I look forward to trying it later this week. 

It looks very complete and professional.

Cheers,

T


----------



## Ned Bouhalassa (Jul 24, 2006)

*Re: [DOWNLOAD] I released final free dynamitecUltraArp LE v1.0 ...for those who interested in sequencing ksp scripts*

Fantastic stuff - congratulations!


----------



## Thonex (Jul 24, 2006)

*Re: [DOWNLOAD] I released final free dynamitecUltraArp LE v1.0 ...for those who interested in sequencing ksp scripts*

I forgot to say before... we are very fortunate to have you as a regular member here.. I'm sure I'm not just speaking for myself when I say I really appreciate all you share with us and it's a real treat to see this development cycle first hand.

Thanks for being so open and sharing... this is what this forum is all about! :smile: 

Cheers,

T


----------



## Dynamitec (Jul 25, 2006)

*Re: [DOWNLOAD] I released final free dynamitecUltraArp LE v1.0 ...for those who interested in sequencing ksp scripts*

Hi T!

Thank you! I'm glad to hear this. I really like to share since almost every active user ins this forum here shares, too  So it really makes fun...to give and take.

Without the ideas and help I got in this forum when I first started here i wouldn't have my project that far now.

That's why this forum is really great! You can learn a lot here.

Thank you too, guys!


----------



## Dynamitec (Jul 25, 2006)

*Re: [DOWNLOAD] I released final free dynamitecUltraArp LE v1.0 ...for those who interested in sequencing ksp scripts*

Ahhhh...Kontakt and it's bugs...Thank you for testing this out and confirm the problem as a kontakt bug and not my fault


----------



## Thonex (Jul 25, 2006)

*Re: [DOWNLOAD] I released final free dynamitecUltraArp LE v1.0 ...for those who interested in sequencing ksp scripts*

Hi Dyn,  

I got a chance to test out your pattern sequencer/arpegiator.... very cool!!!
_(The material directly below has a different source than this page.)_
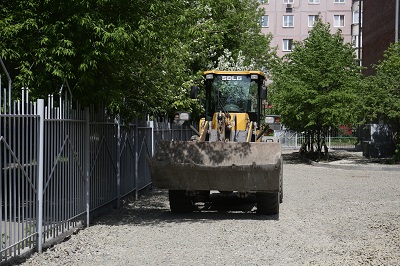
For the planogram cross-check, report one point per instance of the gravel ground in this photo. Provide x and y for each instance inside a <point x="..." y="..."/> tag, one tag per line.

It's very complete and with the right sounds it could be very useful. THere are so many options... you really provide a full set of features.

But there was 1 major problem for me.. and I don't know if there is much you can do about it on your end... There is a lot of latency when the script is "on". when It's bypassed with the keyswitch or by clicking the "bypass" button on K2... it's fine.. but when I engage the script... even when not playing chords there is a lot of latency.

I recorded a quantized performance alongside a sample of a urie CLick track (that is 100% latency compensated in Nuendo) and am posing a screen capture of the latency so you can see what I'm talking about. The top wave is with the script on and the bottom is with it off. As you can see, there is a lot of space between the click and the Script sound. I didn't calculate how many ms... but I would guess maybe more than 10?






I would say that to use this "as-is" I would have to calculate the latency the script adds and then advance the track on my DAW so that it plays back in time. 

I wonder if there is much you can do about this? I noticed this right away because I'm very sensitive to timing issues... especially with electronica where this script could be so useful.

Also, I'm using a fast computer... a Dual Opteron 250... so that should not be the problem.

Let me know your thoughts.

Cheers,

T


----------



## Dynamitec (Jul 25, 2006)

*Re: [DOWNLOAD] I released final free dynamitecUltraArp LE v1.0 ...for those who interested in sequencing ksp scripts*

Hi Thonex!

You can't set the latency almost to zero if you use it in a sequenzer with quantisized chords. Just set chordtime to 1ms. (Chordtime means Latency).

The wait time is the same when you bypass the script since it can be used in a chain of other scripts and i don't wanted the latency to variate.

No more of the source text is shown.